In case it’s not clear enough, this is becoming more and more important as time goes on – or at least that’s the way it seems.

Over the last several days, for instance, Nomura’s McElligott has flagged the “unshackling” of US equities out of September Op-Ex. We’re no longer “pinned” in and around 3,000 on the S&P. “Directionally in US stocks and after Friday’s options expiration, we have now unshackled with ~ 34% of the overall $Gamma across all strikes coming-off, in particular with the enormous ‘Long $Gamma’ which was pinning-us ~3000 in SPX for the past few weeks”, Charlie wrote to start the week.

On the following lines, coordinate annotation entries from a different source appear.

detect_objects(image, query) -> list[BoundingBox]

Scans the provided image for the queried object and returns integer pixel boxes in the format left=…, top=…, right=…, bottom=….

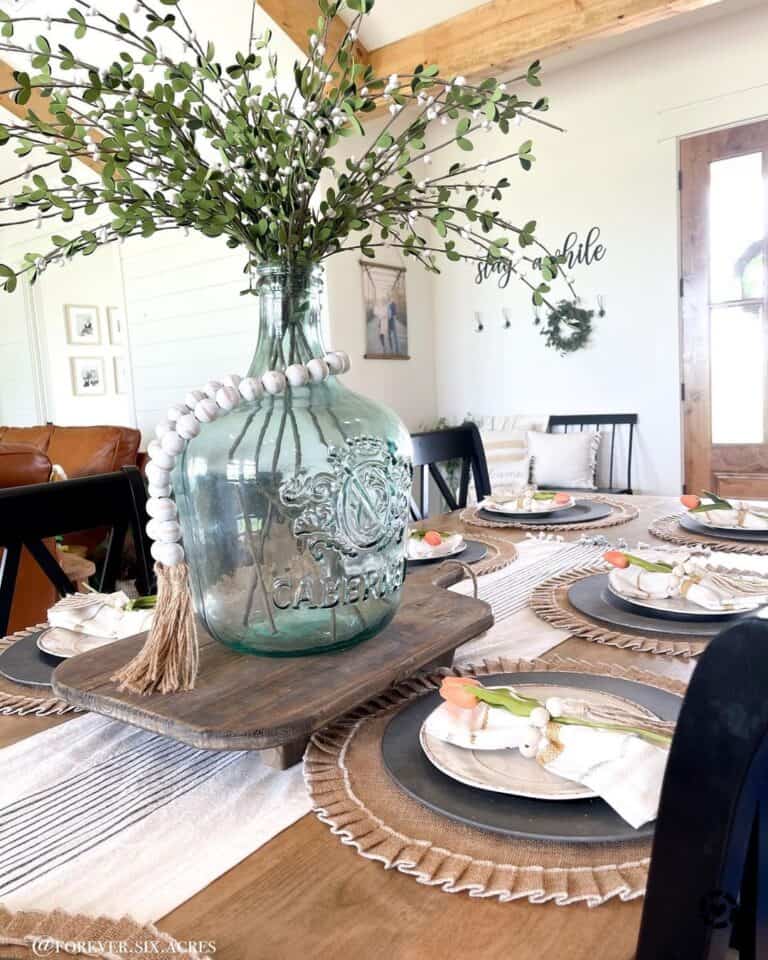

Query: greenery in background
left=0, top=0, right=580, bottom=334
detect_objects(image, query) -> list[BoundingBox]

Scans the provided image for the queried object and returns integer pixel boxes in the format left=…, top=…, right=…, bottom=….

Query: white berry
left=528, top=707, right=551, bottom=730
left=238, top=377, right=264, bottom=402
left=176, top=413, right=200, bottom=440
left=195, top=397, right=219, bottom=423
left=285, top=363, right=309, bottom=387
left=150, top=542, right=184, bottom=567
left=261, top=370, right=286, bottom=395
left=307, top=357, right=330, bottom=383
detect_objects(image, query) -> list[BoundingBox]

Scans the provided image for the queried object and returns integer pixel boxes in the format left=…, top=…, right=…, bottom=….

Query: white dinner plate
left=480, top=497, right=576, bottom=517
left=419, top=683, right=658, bottom=800
left=37, top=627, right=115, bottom=660
left=408, top=537, right=467, bottom=560
left=608, top=582, right=765, bottom=620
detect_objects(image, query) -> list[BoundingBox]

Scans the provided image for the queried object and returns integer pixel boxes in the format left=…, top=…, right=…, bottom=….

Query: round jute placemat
left=648, top=513, right=768, bottom=555
left=530, top=564, right=707, bottom=657
left=0, top=906, right=211, bottom=960
left=0, top=623, right=80, bottom=717
left=304, top=657, right=685, bottom=906
left=459, top=494, right=640, bottom=533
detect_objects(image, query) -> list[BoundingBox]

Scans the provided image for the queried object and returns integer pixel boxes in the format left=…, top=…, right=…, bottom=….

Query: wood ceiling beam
left=366, top=0, right=721, bottom=77
left=0, top=60, right=104, bottom=174
left=259, top=0, right=368, bottom=63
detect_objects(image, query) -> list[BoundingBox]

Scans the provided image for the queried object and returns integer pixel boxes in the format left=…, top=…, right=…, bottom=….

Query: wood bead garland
left=112, top=350, right=350, bottom=694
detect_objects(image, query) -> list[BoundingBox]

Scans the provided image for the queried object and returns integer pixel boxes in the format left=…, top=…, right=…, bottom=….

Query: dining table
left=0, top=496, right=696, bottom=960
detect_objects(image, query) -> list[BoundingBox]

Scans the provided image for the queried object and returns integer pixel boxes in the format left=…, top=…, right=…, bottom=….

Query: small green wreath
left=534, top=300, right=595, bottom=356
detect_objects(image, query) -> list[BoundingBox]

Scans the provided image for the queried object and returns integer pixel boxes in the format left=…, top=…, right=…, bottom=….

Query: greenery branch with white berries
left=0, top=0, right=574, bottom=330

SocGen is careful to note that you shouldn’t necessarily get too comfortable when spot is resting on the “right” (i.e., positive) side of what McElligott labels the “flip” line in his popular daily gamma charts. “Despite the strong volatility dampening impact of a positive option gamma environment, the low volatility environment thus created is not inherently robust and stable”, the bank says.

Citing their own “speed index”, SocGen cautions that just “two moderately bearish sessions are enough to completely turn the aggregate gamma picture upside-down”.